This week, our Wednesday Wisdom revolved around the philosopher Martha Nussbaum’s analysis of disgust.
You can download the app below if interested and follow all the Notes I post.
📰 Article
Incitement to violence is rarely explicit – here are some techniques people use to breed hate by H. Colleen Sinclair
In this article, Sinclair dives into some of the rhetoric and tactics people use to assist in mass manipulation that help to divide individuals from one another.
As we discussed throughout the week, anger and disgust go hand-in-hand. As I said in the Wednesday Wisdom, “Disgust becomes most prominent within a culture when fear does. Fear gives rise to anger, and anger is then manipulated into disgust.”
Quote I’m Reflecting On:
“To build a “story of hate,” a good guy is needed to counter the villain. So whatever dehumanizing quality is present in the outgroup, the opposite is present in the ingroup. If “they” are the Antichrist, “we” are the children of God.”
📖 Book Recommendation
Just Babies by Paul Bloom
Paul Bloom is a Yale psychologist who has written on several topics of living a more fulfilled life in works such as How Pleasure Works, The Sweet Spot, and Against Empathy.

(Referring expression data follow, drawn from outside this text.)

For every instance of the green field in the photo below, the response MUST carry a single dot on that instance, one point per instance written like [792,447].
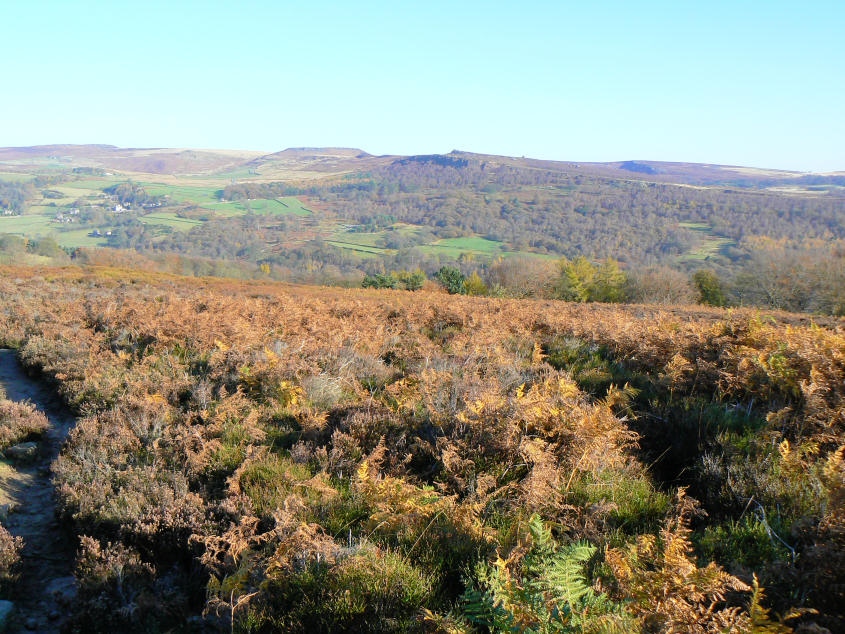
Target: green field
[14,177]
[39,226]
[183,194]
[78,238]
[170,220]
[30,225]
[288,205]
[711,245]
[362,249]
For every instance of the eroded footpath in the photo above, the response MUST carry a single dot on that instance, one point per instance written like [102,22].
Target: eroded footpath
[45,587]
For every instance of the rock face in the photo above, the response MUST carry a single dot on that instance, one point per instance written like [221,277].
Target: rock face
[25,452]
[6,609]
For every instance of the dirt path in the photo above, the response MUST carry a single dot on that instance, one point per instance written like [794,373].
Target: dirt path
[45,582]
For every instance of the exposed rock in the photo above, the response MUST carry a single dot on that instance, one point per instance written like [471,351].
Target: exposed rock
[24,451]
[62,589]
[7,509]
[6,609]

in Just Babies, Bloom argues that from birth, we humans are built with some sense of moral framework.
Favorite quotes/passages:
“What we do see at all ages, though, is an overall bias toward equality. Children expect equality, prefer those who divide resources equally, and are strongly biased to divide resources equally themselves. This fits well with a certain picture of human nature, which is that we are born with some sort of fairness instinct: we are natural-born egalitarians.”
—
“Some of us are tempted to cheat and kill and succumb to selfish impulses, and for the rest of us to survive in the presence of these individuals, we need to make this bad behavior costly.”
—
“Babies make distinctions between familiar and strange people almost immediately. Newborn babies prefer to look at their mother's face rather than at a stranger's face; they prefer their mother's smell; and they prefer her voice.”
🕺🏼 Experience
Robert Sapolsky is a famous scientist who has written such works as Behave, Why Zebras Don’t Get Ulcers, and most recently Determined.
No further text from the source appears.